On the Convergence of No-Regret Dynamics in Information Retrieval Games with Proportional Ranking Functions

TL;DR

This paper analyzes how certain proportional ranking functions with concave activation functions ensure convergence of no-regret learning dynamics in web content publishing games, with implications for social welfare and ecosystem structure.

Contribution

It establishes the convergence of no-regret dynamics for proportional ranking functions with concave activation functions and explores their impact on social welfare and ecosystem dynamics.

Findings

Convergence of no-regret dynamics under specific ranking functions.

Equivalence between activation function concavity and game concavity.

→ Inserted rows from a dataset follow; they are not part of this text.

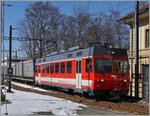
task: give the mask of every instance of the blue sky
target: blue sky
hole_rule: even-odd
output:
[[[4,35],[9,36],[9,26],[12,25],[13,28],[17,27],[18,21],[22,20],[24,17],[24,10],[33,1],[23,2],[23,1],[5,1],[4,4],[9,4],[12,6],[4,6]],[[62,14],[73,15],[73,9],[75,7],[88,7],[89,13],[98,14],[99,12],[108,13],[111,8],[119,10],[121,15],[124,16],[134,10],[133,1],[53,1],[52,4],[60,9]],[[17,31],[13,30],[13,36],[16,37]],[[13,41],[13,50],[20,49],[19,42]],[[5,49],[8,49],[8,41],[5,42]]]

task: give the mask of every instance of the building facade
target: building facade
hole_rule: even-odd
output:
[[[135,50],[136,50],[136,32],[135,32],[135,13],[130,13],[118,20],[119,23],[130,26],[130,77],[131,96],[135,96]],[[139,79],[138,79],[138,97],[149,99],[149,65],[150,65],[150,39],[149,39],[149,4],[146,4],[139,10]]]

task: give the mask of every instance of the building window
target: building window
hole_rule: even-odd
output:
[[[149,47],[149,29],[145,31],[145,48]]]
[[[67,62],[67,73],[72,73],[72,62]]]

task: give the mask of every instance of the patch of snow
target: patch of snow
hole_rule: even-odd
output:
[[[77,115],[76,110],[86,107],[83,104],[69,100],[36,93],[23,92],[12,89],[14,93],[7,93],[8,115],[29,115],[35,112],[52,112],[54,115]],[[5,105],[1,106],[2,115],[6,113]]]
[[[25,84],[22,84],[22,83],[12,82],[12,84],[14,84],[16,86],[27,88],[27,89],[32,89],[32,90],[46,91],[46,92],[48,91],[48,90],[45,90],[45,89],[41,89],[41,88],[38,88],[38,87],[33,87],[33,86],[30,86],[30,85],[25,85]],[[50,91],[48,91],[48,92],[50,92]]]

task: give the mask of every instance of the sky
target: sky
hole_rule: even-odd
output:
[[[134,10],[135,2],[131,1],[51,1],[52,4],[59,8],[62,14],[73,15],[74,8],[86,7],[91,14],[99,14],[100,12],[108,13],[109,10],[119,10],[122,16]],[[9,36],[9,27],[12,25],[13,37],[18,37],[17,27],[18,22],[24,18],[24,11],[33,1],[5,1],[4,6],[4,36]],[[7,6],[11,5],[11,6]],[[12,49],[21,49],[20,42],[13,41]],[[8,41],[5,41],[5,49],[8,50]],[[13,53],[14,54],[14,53]],[[21,53],[19,53],[22,55]],[[12,55],[13,56],[13,55]]]

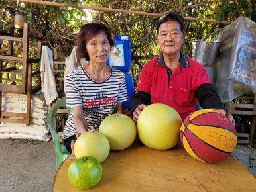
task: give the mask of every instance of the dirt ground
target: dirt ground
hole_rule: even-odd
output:
[[[231,154],[255,178],[255,150],[247,145],[237,144]],[[52,191],[56,172],[52,139],[49,142],[0,139],[0,191]]]

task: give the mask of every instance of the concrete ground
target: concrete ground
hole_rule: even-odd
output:
[[[255,150],[256,148],[247,145],[237,144],[231,154],[255,178]],[[0,140],[0,191],[52,191],[56,172],[52,140],[49,142]]]

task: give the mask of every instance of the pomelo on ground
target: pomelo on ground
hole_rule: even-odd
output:
[[[109,142],[102,133],[88,131],[81,134],[75,142],[74,152],[76,158],[90,156],[100,163],[105,161],[110,151]]]
[[[139,138],[147,146],[166,150],[180,141],[182,120],[172,107],[162,103],[147,106],[139,116],[137,128]]]
[[[68,168],[68,181],[76,188],[87,189],[96,185],[101,179],[102,167],[96,158],[82,156]]]
[[[99,132],[108,139],[110,149],[122,150],[129,147],[136,138],[136,125],[124,114],[112,114],[107,117],[99,126]]]

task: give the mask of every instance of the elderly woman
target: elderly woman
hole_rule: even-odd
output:
[[[204,109],[225,115],[234,124],[232,115],[211,84],[206,70],[180,51],[185,36],[183,17],[166,13],[157,24],[157,40],[162,53],[142,69],[136,93],[131,99],[133,119],[151,103],[164,103],[180,114],[182,120],[196,111],[199,101]]]
[[[88,62],[66,77],[66,105],[71,111],[62,138],[72,155],[81,134],[97,130],[106,117],[122,113],[122,102],[128,100],[123,73],[107,64],[113,39],[109,30],[97,23],[84,25],[77,37],[76,54]]]

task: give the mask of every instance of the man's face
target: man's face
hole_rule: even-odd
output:
[[[157,34],[157,42],[160,50],[166,54],[172,54],[179,52],[182,43],[184,32],[180,30],[178,21],[170,21],[162,23]]]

Trade-offs between publishers' and users' welfare based on ranking choices.

Abstract

Publishers who publish their content on the web act strategically, in a behavior that can be modeled within the online learning framework. Regret, a central concept in machine learning, serves as a canonical measure for assessing the performance of learning agents within this framework. We prove that any proportional content ranking function with a concave activation function induces games in which no-regret learning dynamics converge. Moreover, for proportional ranking functions, we prove the equivalence of the concavity of the activation function, the social concavity of the induced games and the concavity of the induced games. We also study the empirical trade-offs between publishers' and users' welfare, under different choices of the activation function, using a state-of-the-art no-regret dynamics algorithm. Furthermore, we demonstrate how the choice of the ranking function and changes in the ecosystem structure affect these welfare measures, as well as the dynamics' convergence rate.